Malcom, at the hearing, said that the last time there was a mass extinction “it happened because an asteroid hit the planet. Today, we are that asteroid.”
Watson, who chaired the Intergovernmental Panel on Climate Change from 1997 to 2002, told Eos that perhaps Republicans chose Morano and Moore as their witnesses “because we have said”—in the IPBES report—“that climate change and biodiversity must be dealt with together.”
“I would have hoped that the Republicans would have chosen two very good scientists who could have debated the merits of the IPBES report rather than clearly someone who’s just a straight climate denier,” Watson said, referring to Morano.

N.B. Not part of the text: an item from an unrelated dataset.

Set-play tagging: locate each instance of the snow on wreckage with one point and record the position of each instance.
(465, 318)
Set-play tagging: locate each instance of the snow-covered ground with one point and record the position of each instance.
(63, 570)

Why People Should Care About Biodiversity Loss
Watson told Eos that “the evidence is strongly behind this report” and that it is “the most heavily peer-reviewed document you could imagine.” The report, which assessed about 15,000 articles and responded to about 15,000 comments, was prepared by 145 expert authors and is the most comprehensive document ever prepared about biodiversity.
Watson said that the American public should care about the IPBES report for several reasons. “First, we shouldn’t destroy nature. Every religion in the world says we shouldn’t destroy nature. Nature is important,” he told Eos. “But more important than that, you could argue, is it is the substance behind food security, water security, it does control our climate in part, it does control pollination, it does control storm surges. These are things that affect everyday Americans. If we continue to lose biodiversity, if we continue to fragment our ecosystems, then human well-being will indeed suffer. This is something the average American should care about.”
Trump Administration “Going in the Opposite Direction”
At the hearing, Huffman said that “scientists have been ringing the alarm bell for years” about threats to biodiversity. However, Huffman criticized what he said are efforts by the Trump administration to increase the risk to species, including the administration’s attempts to weaken the federal Endangered Species Act, its efforts to expand oil and gas activities in the Arctic National Wildlife Refuge and elsewhere, and its plan to withdraw from the Paris climate accord.
“Despite overwhelming evidence that we have an extinction crisis on our hands, the Trump administration is going in the opposite direction to appease special interests and big donors,” he said.
The IPBES report states that the direct drivers of change in nature that have the largest global impact currently are, in order, changes in land and sea use, exploitation of organisms, climate change—with the report warning that future impacts of climate change on biodiversity and ecosystem functioning are projected to become more pronounced over the coming decades—pollution, and the invasion of alien species.
“All of these are things we can do something about, but we are not yet on track to slow the extinction crisis,” Huffman said. “We need to do more.”